[OpenAFS] Windows cache rehashed...

Rodney M Dyer rmdyer@uncc.edu
Thu, 18 Dec 2003 18:53:27 -0500


Jeffrey and others,

Today I've found a way to easily reproduce the bug in the AFS Windows cache 
manager.  It shows up rather easily as a leak in the handle 
management.  The number of handles rises out of control as files are being 
copied from AFS to the local disk.  After the number of handles has risen 
beyond what is expected, if you run an application from AFS, then the 
startup time will take much longer than normal.  For example, our ProE 
application starts up in 40 seconds avg. starting with an empty 8192 Meg 
cache, but after the bug is reproduced, the time climbs to over 2 minutes.

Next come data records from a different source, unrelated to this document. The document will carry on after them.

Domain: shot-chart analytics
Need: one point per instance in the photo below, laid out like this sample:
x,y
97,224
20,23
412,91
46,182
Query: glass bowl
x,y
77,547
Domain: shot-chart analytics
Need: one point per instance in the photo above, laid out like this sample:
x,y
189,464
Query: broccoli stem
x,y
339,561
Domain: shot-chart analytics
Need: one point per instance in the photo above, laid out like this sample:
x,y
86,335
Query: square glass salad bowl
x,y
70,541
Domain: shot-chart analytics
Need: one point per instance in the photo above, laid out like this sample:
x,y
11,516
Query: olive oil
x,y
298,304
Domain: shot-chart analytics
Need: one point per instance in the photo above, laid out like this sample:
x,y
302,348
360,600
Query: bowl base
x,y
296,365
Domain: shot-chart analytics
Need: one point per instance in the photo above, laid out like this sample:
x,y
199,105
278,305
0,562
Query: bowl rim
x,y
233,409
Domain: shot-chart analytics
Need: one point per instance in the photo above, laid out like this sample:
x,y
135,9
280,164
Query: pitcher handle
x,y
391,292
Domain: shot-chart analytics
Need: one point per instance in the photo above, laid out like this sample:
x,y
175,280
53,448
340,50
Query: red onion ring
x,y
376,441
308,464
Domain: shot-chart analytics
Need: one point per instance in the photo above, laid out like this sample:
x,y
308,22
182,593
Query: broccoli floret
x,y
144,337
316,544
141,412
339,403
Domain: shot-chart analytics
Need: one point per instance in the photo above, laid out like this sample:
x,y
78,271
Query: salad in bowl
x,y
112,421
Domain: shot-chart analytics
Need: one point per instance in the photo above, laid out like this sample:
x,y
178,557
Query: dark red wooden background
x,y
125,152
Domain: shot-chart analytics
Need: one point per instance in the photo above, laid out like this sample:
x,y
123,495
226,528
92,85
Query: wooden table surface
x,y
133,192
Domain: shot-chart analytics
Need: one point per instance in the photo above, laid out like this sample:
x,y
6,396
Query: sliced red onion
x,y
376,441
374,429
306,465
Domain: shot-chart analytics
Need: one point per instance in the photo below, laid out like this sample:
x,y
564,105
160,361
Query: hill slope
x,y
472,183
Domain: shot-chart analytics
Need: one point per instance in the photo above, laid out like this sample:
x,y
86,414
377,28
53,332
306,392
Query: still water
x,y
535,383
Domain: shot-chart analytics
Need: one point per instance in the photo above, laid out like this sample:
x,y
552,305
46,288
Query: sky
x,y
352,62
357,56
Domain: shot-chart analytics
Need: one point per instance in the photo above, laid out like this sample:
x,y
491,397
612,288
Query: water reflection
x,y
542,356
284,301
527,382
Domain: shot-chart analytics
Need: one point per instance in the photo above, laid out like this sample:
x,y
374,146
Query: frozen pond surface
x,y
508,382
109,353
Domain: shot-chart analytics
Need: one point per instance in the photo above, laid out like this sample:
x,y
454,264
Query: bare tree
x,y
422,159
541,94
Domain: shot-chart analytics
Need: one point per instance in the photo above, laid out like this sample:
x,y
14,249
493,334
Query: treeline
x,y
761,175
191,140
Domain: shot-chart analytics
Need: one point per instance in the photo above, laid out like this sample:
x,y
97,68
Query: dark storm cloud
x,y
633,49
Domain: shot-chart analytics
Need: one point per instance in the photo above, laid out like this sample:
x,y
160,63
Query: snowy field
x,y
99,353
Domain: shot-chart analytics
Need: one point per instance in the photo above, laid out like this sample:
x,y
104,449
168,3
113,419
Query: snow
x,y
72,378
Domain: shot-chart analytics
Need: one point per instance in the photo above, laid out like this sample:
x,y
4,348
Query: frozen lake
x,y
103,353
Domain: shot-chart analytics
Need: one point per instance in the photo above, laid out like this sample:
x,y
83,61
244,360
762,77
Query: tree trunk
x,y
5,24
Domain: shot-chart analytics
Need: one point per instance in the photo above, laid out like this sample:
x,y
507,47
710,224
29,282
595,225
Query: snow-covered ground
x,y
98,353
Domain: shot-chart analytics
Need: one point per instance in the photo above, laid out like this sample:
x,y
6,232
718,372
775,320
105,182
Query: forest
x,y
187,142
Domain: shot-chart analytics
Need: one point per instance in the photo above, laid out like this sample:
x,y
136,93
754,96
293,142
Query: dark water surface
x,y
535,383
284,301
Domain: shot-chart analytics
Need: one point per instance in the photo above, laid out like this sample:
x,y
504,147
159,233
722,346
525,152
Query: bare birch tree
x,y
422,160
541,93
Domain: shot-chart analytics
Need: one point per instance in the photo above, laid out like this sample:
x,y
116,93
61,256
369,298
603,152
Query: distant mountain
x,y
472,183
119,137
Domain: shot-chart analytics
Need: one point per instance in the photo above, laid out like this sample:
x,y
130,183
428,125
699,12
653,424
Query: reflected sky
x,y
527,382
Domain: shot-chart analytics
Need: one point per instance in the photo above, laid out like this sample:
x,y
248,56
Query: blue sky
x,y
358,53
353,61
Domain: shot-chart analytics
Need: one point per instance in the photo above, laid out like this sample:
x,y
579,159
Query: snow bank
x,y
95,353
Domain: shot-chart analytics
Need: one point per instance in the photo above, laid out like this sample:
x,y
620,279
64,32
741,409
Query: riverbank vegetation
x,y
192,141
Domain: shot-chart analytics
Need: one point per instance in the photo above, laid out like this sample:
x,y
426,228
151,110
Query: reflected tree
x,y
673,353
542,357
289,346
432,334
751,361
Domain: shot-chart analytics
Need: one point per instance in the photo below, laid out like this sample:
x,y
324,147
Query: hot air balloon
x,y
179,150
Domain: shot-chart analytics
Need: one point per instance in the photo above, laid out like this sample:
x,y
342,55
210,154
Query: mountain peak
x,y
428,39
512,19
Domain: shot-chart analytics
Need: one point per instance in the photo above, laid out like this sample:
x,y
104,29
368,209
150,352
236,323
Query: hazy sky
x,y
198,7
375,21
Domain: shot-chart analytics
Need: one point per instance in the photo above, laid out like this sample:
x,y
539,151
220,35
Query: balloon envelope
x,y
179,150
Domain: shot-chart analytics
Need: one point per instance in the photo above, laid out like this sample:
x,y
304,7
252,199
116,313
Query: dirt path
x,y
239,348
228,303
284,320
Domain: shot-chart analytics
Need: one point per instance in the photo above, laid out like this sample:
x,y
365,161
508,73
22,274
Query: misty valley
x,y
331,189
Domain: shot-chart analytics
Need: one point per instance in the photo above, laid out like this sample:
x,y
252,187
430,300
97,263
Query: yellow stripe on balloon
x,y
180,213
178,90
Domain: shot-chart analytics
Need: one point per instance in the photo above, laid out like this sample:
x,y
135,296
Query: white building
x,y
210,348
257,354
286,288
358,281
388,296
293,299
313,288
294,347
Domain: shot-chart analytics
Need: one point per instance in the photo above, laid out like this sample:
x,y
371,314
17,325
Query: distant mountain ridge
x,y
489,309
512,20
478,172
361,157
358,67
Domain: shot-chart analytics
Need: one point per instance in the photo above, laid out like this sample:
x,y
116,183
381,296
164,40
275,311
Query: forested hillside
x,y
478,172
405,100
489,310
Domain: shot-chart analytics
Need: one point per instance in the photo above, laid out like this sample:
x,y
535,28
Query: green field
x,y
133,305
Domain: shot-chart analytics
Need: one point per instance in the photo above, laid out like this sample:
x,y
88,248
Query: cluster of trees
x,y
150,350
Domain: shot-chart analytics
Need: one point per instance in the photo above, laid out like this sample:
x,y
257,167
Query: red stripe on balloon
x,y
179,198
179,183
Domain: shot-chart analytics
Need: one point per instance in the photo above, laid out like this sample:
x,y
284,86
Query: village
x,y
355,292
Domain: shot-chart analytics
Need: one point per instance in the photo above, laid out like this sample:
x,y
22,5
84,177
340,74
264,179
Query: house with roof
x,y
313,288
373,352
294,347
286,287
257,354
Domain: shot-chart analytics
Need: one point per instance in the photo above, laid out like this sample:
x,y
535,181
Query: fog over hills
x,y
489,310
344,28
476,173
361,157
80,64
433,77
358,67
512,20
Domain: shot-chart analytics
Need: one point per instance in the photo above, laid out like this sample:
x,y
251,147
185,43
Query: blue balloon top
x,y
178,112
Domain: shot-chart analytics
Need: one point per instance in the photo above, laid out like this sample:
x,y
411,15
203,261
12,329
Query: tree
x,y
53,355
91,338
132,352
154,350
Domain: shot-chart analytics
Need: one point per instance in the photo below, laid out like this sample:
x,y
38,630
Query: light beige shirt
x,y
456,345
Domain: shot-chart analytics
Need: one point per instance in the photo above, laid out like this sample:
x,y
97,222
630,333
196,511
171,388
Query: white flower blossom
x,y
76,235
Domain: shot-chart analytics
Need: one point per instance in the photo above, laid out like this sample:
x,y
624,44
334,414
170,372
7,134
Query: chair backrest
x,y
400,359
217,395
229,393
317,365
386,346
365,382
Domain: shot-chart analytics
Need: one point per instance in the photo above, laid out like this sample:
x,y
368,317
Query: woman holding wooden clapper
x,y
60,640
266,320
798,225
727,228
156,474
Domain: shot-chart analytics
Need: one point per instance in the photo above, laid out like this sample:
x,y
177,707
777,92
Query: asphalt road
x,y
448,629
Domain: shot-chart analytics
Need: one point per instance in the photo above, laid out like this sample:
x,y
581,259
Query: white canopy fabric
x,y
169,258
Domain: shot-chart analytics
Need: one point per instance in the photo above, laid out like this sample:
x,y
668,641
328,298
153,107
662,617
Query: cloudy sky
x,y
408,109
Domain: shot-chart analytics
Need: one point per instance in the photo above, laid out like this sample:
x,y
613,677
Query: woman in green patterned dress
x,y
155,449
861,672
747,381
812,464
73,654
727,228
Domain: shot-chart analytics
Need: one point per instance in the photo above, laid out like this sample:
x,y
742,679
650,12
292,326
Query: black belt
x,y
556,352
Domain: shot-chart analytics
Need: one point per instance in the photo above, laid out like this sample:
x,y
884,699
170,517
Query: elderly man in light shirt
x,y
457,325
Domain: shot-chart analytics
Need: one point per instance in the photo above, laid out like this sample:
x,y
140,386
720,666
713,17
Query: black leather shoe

To reproduce the problem, use the following settings...

      Windows XP SP1, 1 Gig RAM, P4 3.0 Gig, 100 MBit connectivity
      OpenAFS 1.2.10
      Cache size:  8192
      Chunk size:  32K
      Status Entries:  1000
      Background Threads: 6
      Service Threads: 8

*  Make a temporary directory to copy some files to...

      c:\>mkdir "c:\temp\test"

*  Change into the temporary folder...

      c:\>cd "c:\temp\test"

*  Make sure you start with a fresh cache...

      c:\>net stop "IBM AFS Client"
      c:\>del "c:\afscache"

           Note:  It may take some time here before the AFS service let's 
go of the cache, keep trying the delete until the file is gone.  (I'm not 
sure why it takes so long sometimes for AFS to shutdown.  It's probably the 
same problem that manifests the handle leak.)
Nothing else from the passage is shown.